SOCIUS.Blog

Autor: Simon Mohn

Jüngst hat sich die Sozialpsychologie mit bestimmten Einstellungs- und Haltungsfragen beschäftigt, die bisher eher dem Bereich der Religionen oder philosophischen Strömungen zugerechnet wurden. Konkret geht es um das Begriffspaar „Freigiebigkeit und Dankbarkeit“. Durch neue Abhandlungen, die losgelöst von religiösen Kontexten veröffentlicht wurden und werden, kommen nun erstaunliche Ergebnisse zustande, die für die Organisationsentwicklung in Zeiten von Laloux’ Reinventing Organizations eine große Bedeutung entwickeln können.

Die Zukunft von Organisationen – eine Haltungsfrage?

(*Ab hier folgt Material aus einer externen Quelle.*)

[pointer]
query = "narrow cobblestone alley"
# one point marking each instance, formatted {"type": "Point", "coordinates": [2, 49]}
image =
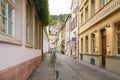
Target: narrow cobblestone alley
{"type": "Point", "coordinates": [70, 69]}
{"type": "Point", "coordinates": [86, 71]}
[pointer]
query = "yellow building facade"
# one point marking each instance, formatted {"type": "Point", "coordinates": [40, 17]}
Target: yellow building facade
{"type": "Point", "coordinates": [99, 33]}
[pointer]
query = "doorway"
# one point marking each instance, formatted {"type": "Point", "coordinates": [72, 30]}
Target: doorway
{"type": "Point", "coordinates": [103, 37]}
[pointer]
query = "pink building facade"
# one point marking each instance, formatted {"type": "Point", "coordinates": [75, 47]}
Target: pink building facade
{"type": "Point", "coordinates": [20, 39]}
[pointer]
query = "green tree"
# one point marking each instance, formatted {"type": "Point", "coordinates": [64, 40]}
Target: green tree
{"type": "Point", "coordinates": [42, 9]}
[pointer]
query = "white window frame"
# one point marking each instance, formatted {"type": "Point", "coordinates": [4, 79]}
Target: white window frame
{"type": "Point", "coordinates": [93, 7]}
{"type": "Point", "coordinates": [103, 2]}
{"type": "Point", "coordinates": [11, 5]}
{"type": "Point", "coordinates": [117, 38]}
{"type": "Point", "coordinates": [86, 44]}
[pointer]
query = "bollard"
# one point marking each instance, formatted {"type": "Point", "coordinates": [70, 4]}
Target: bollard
{"type": "Point", "coordinates": [57, 74]}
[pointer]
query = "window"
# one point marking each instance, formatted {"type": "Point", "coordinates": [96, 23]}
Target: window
{"type": "Point", "coordinates": [7, 17]}
{"type": "Point", "coordinates": [103, 2]}
{"type": "Point", "coordinates": [82, 19]}
{"type": "Point", "coordinates": [82, 45]}
{"type": "Point", "coordinates": [93, 7]}
{"type": "Point", "coordinates": [29, 24]}
{"type": "Point", "coordinates": [118, 38]}
{"type": "Point", "coordinates": [86, 44]}
{"type": "Point", "coordinates": [86, 14]}
{"type": "Point", "coordinates": [36, 33]}
{"type": "Point", "coordinates": [93, 43]}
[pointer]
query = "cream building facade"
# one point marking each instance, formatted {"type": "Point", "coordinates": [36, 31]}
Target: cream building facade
{"type": "Point", "coordinates": [74, 28]}
{"type": "Point", "coordinates": [99, 33]}
{"type": "Point", "coordinates": [20, 39]}
{"type": "Point", "coordinates": [67, 35]}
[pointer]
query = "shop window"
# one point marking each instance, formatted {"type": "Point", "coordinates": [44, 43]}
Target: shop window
{"type": "Point", "coordinates": [118, 38]}
{"type": "Point", "coordinates": [7, 16]}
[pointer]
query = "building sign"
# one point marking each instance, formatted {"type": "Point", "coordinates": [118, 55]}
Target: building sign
{"type": "Point", "coordinates": [74, 39]}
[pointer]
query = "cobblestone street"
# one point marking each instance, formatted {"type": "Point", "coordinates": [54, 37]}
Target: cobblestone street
{"type": "Point", "coordinates": [70, 69]}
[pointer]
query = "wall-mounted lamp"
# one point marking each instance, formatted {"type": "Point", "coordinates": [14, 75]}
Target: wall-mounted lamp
{"type": "Point", "coordinates": [95, 31]}
{"type": "Point", "coordinates": [107, 26]}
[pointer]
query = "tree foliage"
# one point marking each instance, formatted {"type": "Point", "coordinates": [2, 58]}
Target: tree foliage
{"type": "Point", "coordinates": [42, 9]}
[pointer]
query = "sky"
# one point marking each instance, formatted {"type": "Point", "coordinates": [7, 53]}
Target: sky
{"type": "Point", "coordinates": [57, 7]}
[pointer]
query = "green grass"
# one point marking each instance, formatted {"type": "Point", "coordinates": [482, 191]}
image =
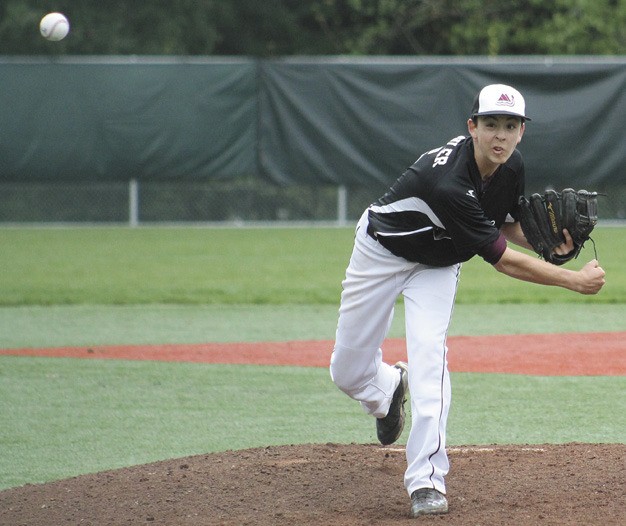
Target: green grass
{"type": "Point", "coordinates": [86, 325]}
{"type": "Point", "coordinates": [98, 286]}
{"type": "Point", "coordinates": [120, 266]}
{"type": "Point", "coordinates": [65, 417]}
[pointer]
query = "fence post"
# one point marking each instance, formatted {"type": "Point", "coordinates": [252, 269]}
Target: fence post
{"type": "Point", "coordinates": [342, 205]}
{"type": "Point", "coordinates": [133, 203]}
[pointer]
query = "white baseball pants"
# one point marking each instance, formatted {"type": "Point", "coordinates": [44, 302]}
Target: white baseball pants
{"type": "Point", "coordinates": [375, 278]}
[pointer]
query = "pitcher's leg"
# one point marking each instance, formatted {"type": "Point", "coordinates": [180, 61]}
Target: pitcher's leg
{"type": "Point", "coordinates": [429, 301]}
{"type": "Point", "coordinates": [367, 303]}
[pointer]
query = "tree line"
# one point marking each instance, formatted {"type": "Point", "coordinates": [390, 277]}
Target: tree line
{"type": "Point", "coordinates": [266, 28]}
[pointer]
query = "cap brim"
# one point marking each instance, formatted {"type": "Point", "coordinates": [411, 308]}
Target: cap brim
{"type": "Point", "coordinates": [482, 114]}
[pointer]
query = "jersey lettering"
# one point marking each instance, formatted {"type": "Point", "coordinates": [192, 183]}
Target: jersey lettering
{"type": "Point", "coordinates": [444, 153]}
{"type": "Point", "coordinates": [442, 157]}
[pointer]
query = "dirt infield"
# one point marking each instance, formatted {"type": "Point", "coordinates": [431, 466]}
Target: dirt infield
{"type": "Point", "coordinates": [572, 354]}
{"type": "Point", "coordinates": [351, 485]}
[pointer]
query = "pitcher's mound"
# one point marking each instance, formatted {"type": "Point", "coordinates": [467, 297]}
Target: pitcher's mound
{"type": "Point", "coordinates": [333, 484]}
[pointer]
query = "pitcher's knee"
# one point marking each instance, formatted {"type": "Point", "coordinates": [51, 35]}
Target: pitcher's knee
{"type": "Point", "coordinates": [345, 372]}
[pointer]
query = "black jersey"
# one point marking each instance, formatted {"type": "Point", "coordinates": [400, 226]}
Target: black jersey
{"type": "Point", "coordinates": [440, 212]}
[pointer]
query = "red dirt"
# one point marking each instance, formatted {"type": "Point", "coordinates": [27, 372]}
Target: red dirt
{"type": "Point", "coordinates": [351, 485]}
{"type": "Point", "coordinates": [572, 354]}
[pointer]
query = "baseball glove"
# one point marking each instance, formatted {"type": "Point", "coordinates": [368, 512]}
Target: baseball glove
{"type": "Point", "coordinates": [543, 218]}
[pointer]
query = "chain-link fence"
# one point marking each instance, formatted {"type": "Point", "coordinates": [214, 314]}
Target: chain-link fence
{"type": "Point", "coordinates": [244, 200]}
{"type": "Point", "coordinates": [233, 201]}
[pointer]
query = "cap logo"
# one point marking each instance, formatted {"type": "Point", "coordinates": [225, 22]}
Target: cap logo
{"type": "Point", "coordinates": [506, 100]}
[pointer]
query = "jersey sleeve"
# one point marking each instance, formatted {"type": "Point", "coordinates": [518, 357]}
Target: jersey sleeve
{"type": "Point", "coordinates": [465, 221]}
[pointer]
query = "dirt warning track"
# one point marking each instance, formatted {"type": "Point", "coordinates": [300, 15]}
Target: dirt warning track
{"type": "Point", "coordinates": [570, 354]}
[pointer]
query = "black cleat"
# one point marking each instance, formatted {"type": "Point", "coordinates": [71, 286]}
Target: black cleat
{"type": "Point", "coordinates": [428, 501]}
{"type": "Point", "coordinates": [389, 428]}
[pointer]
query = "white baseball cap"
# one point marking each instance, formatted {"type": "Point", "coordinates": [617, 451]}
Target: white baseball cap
{"type": "Point", "coordinates": [499, 99]}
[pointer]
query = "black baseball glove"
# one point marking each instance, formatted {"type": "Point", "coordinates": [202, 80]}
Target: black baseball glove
{"type": "Point", "coordinates": [543, 218]}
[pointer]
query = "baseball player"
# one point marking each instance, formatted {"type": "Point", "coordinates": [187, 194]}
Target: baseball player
{"type": "Point", "coordinates": [454, 202]}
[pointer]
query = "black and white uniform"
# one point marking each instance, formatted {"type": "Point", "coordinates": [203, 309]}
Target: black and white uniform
{"type": "Point", "coordinates": [412, 241]}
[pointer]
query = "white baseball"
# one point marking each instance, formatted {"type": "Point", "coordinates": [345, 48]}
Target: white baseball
{"type": "Point", "coordinates": [54, 26]}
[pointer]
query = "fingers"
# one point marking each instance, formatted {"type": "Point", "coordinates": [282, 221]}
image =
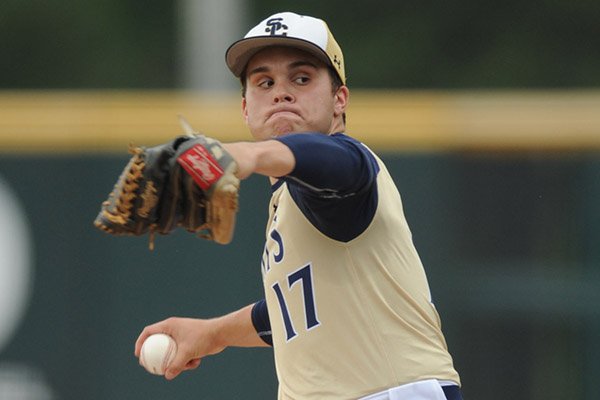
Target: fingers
{"type": "Point", "coordinates": [179, 364]}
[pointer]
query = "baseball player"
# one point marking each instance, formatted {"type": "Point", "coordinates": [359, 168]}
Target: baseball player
{"type": "Point", "coordinates": [347, 307]}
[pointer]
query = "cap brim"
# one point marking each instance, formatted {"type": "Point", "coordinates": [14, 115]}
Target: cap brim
{"type": "Point", "coordinates": [240, 52]}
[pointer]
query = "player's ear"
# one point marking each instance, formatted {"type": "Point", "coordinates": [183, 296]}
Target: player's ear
{"type": "Point", "coordinates": [341, 97]}
{"type": "Point", "coordinates": [245, 110]}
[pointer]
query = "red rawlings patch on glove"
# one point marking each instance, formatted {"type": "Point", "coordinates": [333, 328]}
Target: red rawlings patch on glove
{"type": "Point", "coordinates": [201, 165]}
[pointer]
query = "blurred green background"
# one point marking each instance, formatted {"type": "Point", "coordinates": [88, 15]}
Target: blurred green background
{"type": "Point", "coordinates": [509, 238]}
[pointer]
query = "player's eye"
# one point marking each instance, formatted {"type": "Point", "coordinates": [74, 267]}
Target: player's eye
{"type": "Point", "coordinates": [301, 80]}
{"type": "Point", "coordinates": [266, 83]}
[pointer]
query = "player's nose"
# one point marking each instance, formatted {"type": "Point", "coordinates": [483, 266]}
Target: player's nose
{"type": "Point", "coordinates": [283, 94]}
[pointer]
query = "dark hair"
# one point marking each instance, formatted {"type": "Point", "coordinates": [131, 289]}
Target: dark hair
{"type": "Point", "coordinates": [336, 83]}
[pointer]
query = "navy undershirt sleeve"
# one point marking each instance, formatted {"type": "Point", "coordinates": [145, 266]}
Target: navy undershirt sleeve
{"type": "Point", "coordinates": [333, 182]}
{"type": "Point", "coordinates": [261, 322]}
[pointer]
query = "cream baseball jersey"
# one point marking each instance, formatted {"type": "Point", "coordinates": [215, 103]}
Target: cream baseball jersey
{"type": "Point", "coordinates": [348, 301]}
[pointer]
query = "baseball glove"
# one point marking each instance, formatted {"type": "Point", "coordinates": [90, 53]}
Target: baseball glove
{"type": "Point", "coordinates": [188, 182]}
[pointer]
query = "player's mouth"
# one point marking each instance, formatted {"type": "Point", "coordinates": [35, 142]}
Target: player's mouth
{"type": "Point", "coordinates": [282, 112]}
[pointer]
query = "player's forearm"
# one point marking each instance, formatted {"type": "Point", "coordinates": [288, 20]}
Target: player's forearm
{"type": "Point", "coordinates": [236, 330]}
{"type": "Point", "coordinates": [269, 158]}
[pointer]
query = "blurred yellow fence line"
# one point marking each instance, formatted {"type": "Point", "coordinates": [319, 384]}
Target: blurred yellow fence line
{"type": "Point", "coordinates": [107, 121]}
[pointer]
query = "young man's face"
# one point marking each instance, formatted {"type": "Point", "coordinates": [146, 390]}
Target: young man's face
{"type": "Point", "coordinates": [290, 91]}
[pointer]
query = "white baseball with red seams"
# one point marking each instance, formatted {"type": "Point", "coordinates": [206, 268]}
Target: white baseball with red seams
{"type": "Point", "coordinates": [157, 352]}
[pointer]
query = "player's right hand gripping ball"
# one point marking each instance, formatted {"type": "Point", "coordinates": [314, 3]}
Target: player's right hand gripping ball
{"type": "Point", "coordinates": [188, 182]}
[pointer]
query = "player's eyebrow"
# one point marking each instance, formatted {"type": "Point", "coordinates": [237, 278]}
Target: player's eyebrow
{"type": "Point", "coordinates": [292, 65]}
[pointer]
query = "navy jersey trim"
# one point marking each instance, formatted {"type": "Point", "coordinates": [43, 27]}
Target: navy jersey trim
{"type": "Point", "coordinates": [333, 183]}
{"type": "Point", "coordinates": [261, 322]}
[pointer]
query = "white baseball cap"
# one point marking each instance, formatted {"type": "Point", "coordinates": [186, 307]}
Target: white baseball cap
{"type": "Point", "coordinates": [288, 29]}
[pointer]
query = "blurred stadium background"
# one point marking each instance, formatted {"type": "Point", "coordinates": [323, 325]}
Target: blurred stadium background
{"type": "Point", "coordinates": [487, 114]}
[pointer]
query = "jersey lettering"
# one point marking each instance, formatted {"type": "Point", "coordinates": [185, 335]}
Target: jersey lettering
{"type": "Point", "coordinates": [303, 275]}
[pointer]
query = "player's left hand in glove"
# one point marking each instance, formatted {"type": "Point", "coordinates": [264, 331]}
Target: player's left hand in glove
{"type": "Point", "coordinates": [188, 182]}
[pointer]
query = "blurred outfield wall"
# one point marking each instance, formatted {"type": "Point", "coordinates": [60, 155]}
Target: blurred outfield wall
{"type": "Point", "coordinates": [501, 190]}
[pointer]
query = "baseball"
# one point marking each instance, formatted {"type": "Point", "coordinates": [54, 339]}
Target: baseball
{"type": "Point", "coordinates": [157, 353]}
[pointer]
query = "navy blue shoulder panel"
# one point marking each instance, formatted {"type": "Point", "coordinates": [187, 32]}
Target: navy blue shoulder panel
{"type": "Point", "coordinates": [334, 183]}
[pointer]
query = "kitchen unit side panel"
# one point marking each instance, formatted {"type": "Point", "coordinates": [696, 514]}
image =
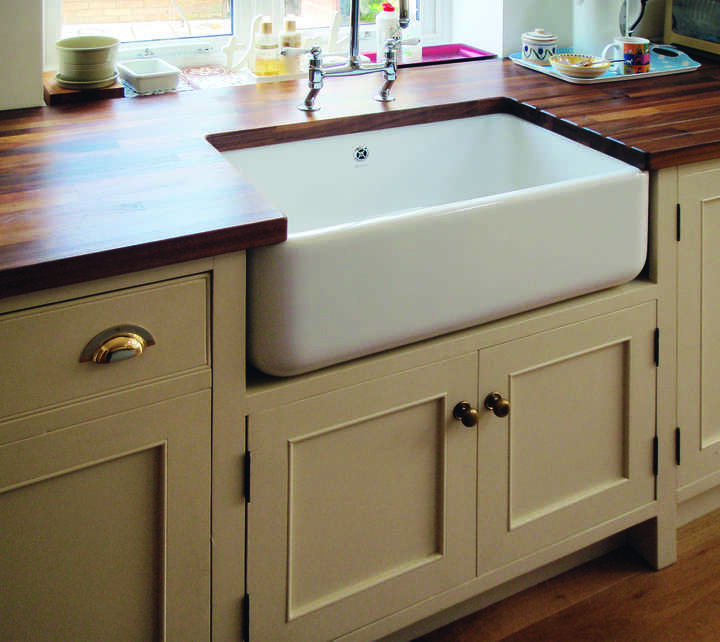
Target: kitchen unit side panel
{"type": "Point", "coordinates": [698, 315]}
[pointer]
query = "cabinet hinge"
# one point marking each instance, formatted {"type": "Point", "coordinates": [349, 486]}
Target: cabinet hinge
{"type": "Point", "coordinates": [246, 617]}
{"type": "Point", "coordinates": [656, 448]}
{"type": "Point", "coordinates": [246, 476]}
{"type": "Point", "coordinates": [656, 346]}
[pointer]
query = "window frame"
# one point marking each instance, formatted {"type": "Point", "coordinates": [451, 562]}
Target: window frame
{"type": "Point", "coordinates": [203, 49]}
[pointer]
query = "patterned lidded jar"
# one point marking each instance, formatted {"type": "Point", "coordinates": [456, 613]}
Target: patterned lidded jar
{"type": "Point", "coordinates": [538, 46]}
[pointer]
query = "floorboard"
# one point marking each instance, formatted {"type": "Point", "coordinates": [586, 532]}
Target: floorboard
{"type": "Point", "coordinates": [615, 597]}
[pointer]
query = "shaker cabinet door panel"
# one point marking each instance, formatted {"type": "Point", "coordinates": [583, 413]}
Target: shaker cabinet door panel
{"type": "Point", "coordinates": [699, 325]}
{"type": "Point", "coordinates": [104, 528]}
{"type": "Point", "coordinates": [576, 446]}
{"type": "Point", "coordinates": [362, 502]}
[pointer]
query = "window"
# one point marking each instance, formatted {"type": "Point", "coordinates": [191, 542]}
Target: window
{"type": "Point", "coordinates": [200, 28]}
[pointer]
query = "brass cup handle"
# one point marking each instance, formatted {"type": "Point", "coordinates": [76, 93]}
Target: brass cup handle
{"type": "Point", "coordinates": [117, 344]}
{"type": "Point", "coordinates": [465, 413]}
{"type": "Point", "coordinates": [495, 402]}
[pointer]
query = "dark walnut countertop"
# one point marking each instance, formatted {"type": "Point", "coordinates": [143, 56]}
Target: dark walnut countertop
{"type": "Point", "coordinates": [103, 188]}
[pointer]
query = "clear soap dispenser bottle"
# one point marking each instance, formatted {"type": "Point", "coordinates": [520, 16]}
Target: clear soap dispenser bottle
{"type": "Point", "coordinates": [290, 37]}
{"type": "Point", "coordinates": [267, 51]}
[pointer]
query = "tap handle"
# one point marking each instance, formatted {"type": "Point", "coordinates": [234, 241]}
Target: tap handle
{"type": "Point", "coordinates": [404, 14]}
{"type": "Point", "coordinates": [315, 52]}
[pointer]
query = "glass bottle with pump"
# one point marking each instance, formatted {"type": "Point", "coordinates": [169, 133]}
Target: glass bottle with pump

Das Einnehmen einer Haltung von Freigiebigkeit und Dankbarkeit macht nachgewiesenermaßen nämlich nicht nur das Erleben des eigenen Lebens sehr viel schöner, es bewirkt auch in starkem Umfang eine Steigerung von Selbstwertgefühl, Urvertrauen (hilfreich in der Strategiearbeit, s. Blogartikel von Andreas Knoth), Hilfsbereitschaft, Optimismus, wertschätzendem Umgang miteinander, Resilienz, Selbstwirksamkeit, gesunder Lebensführung, Gelassenheit und weiteren, um nur ein paar zu nennen (s. zusammenfassend Emmons und Suttie & Marsh).

All das sind gute Voraussetzungen, um mit neuen Organisationsformen zu experimentieren, in denen der ganze Mensch herausgefordert und miteinbezogen wird. Der interessante Punkt für die Organisationsentwicklung ist dabei, dass sich eine solche Haltung verhältnismäßig einfach kultivieren und einnehmen lässt und zudem auch noch ansteckend ist.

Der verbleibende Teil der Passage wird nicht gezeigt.